Beaver Creek Fire Restoration
In the summer of 2013, the Beaver Creek fire burned over 114,000 acres in the Wood River Valley. Along with the immense devastation and displacement, many of the beloved recreation resources went along with it including the new Osberg Ridge 75 mile cross-country mountain bike trail. The fire has had a huge impact on quality of life and economy of the Wood River Valley and will continue to do so for the foreseeable future. The Beaver Creek fire comes at a time when area businesses were just starting to feel like they were getting a leg up after the Castle Rock fire. Northwest Youth Corps crews in partnership with the Ketchum Ranger District will be working in the area all summer completing buck-out and tread reconstruction to provide public access to these world renowned recreation resources. 40 young people between the ages of 16 and 19 will participate in the project over the course of the summer.
Colorado Flood Recovery
Rocky Mountain National Park and Arapaho-Roosevelt National Forests
Rocky Mountain Conservancy’s Conservation Corps has received additional funding from the National Forest Foundation and generous donors to support additional crews working on flood recovery projects in Rocky Mountain National Park and throughout the Boulder and Canyon Lakes Ranger Districts of the Arapaho-Roosevelt National Forests. This support will involve 30 crew members working alongside the USDA Forest Service and National Park Service to restore, rebuild, and reopen trails and recreational areas damaged or destroyed by the floods during September 2013 that affected Colorado’s Front Range. The five six-member crews will complete at least 9,600 total hours of conservation work which will:
• Reopen areas to safe recreational use.
• Mitigate further damage to communities prone to flooding.
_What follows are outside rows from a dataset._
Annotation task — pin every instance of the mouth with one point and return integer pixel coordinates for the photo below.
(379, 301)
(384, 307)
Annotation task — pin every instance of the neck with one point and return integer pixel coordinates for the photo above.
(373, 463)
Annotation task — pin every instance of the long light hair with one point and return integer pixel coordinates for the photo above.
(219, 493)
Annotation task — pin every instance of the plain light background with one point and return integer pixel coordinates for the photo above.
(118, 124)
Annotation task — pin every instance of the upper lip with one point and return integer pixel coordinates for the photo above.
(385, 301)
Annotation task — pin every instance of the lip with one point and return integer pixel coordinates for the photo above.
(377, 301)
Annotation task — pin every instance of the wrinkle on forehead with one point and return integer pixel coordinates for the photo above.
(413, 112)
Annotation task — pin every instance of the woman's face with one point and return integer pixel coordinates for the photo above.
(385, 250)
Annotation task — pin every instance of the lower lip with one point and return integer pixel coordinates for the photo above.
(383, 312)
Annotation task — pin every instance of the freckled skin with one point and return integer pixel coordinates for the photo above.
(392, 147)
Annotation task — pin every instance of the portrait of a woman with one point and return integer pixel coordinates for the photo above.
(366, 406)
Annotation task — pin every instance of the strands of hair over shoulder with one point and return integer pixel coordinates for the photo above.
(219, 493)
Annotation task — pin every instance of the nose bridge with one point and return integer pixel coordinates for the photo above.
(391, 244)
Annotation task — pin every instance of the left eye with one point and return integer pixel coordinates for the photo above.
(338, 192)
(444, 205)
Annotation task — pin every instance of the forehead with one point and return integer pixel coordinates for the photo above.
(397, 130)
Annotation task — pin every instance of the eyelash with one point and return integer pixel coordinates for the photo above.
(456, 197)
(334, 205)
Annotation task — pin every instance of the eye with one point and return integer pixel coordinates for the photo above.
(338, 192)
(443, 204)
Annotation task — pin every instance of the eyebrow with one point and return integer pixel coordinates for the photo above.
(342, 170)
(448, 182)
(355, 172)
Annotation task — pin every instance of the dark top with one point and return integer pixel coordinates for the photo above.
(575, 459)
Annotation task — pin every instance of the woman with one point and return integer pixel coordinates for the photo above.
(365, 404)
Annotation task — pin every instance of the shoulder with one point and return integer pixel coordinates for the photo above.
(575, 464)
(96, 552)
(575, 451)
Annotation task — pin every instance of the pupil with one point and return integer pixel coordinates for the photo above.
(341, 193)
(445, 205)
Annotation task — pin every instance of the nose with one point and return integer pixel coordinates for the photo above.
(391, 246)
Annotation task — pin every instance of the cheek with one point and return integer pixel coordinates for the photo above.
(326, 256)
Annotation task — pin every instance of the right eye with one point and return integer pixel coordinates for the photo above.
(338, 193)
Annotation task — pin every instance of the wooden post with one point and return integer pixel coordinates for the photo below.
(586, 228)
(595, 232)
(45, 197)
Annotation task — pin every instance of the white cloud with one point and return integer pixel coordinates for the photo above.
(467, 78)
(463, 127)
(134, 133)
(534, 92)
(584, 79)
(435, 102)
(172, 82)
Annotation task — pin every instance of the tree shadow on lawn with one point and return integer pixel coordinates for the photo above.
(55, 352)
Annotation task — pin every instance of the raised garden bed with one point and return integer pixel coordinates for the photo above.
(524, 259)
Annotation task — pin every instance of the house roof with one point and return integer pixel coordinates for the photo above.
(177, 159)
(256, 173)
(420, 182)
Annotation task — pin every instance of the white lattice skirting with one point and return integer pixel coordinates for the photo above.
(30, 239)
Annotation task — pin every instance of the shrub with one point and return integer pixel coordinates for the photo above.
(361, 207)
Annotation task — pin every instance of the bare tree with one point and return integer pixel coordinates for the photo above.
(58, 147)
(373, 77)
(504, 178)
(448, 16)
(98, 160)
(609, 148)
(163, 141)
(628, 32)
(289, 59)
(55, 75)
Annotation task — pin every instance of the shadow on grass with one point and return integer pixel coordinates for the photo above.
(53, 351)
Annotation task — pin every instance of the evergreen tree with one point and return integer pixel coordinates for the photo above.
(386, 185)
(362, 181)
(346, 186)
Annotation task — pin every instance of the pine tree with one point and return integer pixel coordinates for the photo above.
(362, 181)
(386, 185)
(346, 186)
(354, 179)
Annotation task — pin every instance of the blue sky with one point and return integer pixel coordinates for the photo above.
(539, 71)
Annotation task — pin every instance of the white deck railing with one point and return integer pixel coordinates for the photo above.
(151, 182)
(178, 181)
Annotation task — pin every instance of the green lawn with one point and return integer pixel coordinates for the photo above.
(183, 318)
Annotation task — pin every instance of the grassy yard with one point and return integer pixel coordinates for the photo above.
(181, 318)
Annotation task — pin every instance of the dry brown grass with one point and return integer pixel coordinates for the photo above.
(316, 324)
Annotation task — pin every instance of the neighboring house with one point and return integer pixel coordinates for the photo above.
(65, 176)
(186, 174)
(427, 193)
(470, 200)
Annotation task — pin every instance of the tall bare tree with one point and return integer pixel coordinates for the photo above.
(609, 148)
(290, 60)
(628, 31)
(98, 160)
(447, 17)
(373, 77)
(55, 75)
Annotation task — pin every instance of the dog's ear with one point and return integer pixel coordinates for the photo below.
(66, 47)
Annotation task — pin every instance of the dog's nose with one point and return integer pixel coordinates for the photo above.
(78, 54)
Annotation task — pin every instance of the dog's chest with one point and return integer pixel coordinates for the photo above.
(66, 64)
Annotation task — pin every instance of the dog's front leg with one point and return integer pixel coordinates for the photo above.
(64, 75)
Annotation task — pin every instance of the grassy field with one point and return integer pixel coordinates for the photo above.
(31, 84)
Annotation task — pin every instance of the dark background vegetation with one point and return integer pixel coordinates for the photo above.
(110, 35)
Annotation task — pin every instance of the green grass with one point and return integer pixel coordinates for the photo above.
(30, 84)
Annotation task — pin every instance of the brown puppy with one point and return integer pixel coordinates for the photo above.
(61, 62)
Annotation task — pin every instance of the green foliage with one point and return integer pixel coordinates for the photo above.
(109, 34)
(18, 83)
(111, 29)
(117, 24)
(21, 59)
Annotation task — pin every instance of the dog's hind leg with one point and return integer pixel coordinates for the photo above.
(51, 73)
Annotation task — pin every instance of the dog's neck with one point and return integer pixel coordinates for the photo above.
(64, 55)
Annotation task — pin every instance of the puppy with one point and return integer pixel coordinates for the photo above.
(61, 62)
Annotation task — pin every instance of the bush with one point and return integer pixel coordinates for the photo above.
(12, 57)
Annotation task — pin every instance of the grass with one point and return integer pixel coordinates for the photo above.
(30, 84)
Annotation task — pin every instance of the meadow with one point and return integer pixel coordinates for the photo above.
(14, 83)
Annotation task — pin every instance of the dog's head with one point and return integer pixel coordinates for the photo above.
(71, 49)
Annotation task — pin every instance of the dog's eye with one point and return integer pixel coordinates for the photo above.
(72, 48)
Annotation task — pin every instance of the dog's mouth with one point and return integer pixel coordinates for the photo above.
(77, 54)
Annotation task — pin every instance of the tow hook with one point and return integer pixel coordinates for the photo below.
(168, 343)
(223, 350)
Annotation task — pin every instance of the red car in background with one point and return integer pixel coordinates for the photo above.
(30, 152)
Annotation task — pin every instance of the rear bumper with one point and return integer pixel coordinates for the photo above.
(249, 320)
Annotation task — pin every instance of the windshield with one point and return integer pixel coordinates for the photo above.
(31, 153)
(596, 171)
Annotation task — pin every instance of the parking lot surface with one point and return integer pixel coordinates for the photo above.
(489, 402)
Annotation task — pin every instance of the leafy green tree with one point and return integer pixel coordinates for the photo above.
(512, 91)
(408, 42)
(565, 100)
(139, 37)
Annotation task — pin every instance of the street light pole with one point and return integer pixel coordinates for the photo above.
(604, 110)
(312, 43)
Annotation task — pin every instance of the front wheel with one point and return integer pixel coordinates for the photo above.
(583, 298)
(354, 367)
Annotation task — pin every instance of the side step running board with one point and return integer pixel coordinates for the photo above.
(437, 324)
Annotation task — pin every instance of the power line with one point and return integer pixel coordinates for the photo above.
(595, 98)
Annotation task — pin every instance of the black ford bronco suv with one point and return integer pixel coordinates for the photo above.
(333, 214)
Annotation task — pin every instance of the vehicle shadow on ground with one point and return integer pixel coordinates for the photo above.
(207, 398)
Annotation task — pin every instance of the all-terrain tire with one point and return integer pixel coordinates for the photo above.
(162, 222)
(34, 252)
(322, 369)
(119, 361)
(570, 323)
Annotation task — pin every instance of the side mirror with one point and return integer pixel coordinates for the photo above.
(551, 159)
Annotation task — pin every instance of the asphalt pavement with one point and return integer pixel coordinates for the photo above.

• Provide valuable on-the-job training, work experience, and networking in the field of natural resource management for crew members.
• Connect youth to the land through educational programming.
• Further the protection of America’s protected landscapes.
This project is the continuation of the recovery work that was begun in New York City’s Gateway NRA following the impact of Superstorm Sandy. Youth participants will complete coastal recovery and resiliency projects at multiple sites. Most of the participants have had direct and personal impact by the storm so participating in the recovery work is very meaningful to them. Project work includes, debris removal, restoration projects, fencing and other mitigation work and planting.
Emergency Response Teams
Texas Gulf Coast
The Texas Conservation Corps has trained 30 corpsmembers in an exciting partnership between Gulf Coast region land management agencies, state emergency management officials and the corps program. Corps members stand ready to respond to regional disaster situations while they are currently working on habitat restoration and hazard fuel management projects up and down the coast including Trinity River National Wildlife Refuge, Gulf Islands National Seashore, Big Thicket National Preserve, Palo Alto Battlefield National Historical Park and Goose Island State Park. This past winter, Corps members spent over a month cross-training in disaster response and conservation skills. When the next disaster strikes, the teams are ready within 24 hours to integrate into the emergency management operation’s Incident Command System structure. The teams disaster response skills include hazardous debris removal, home repair, shelter management and a specialization in volunteer management in a disaster zone.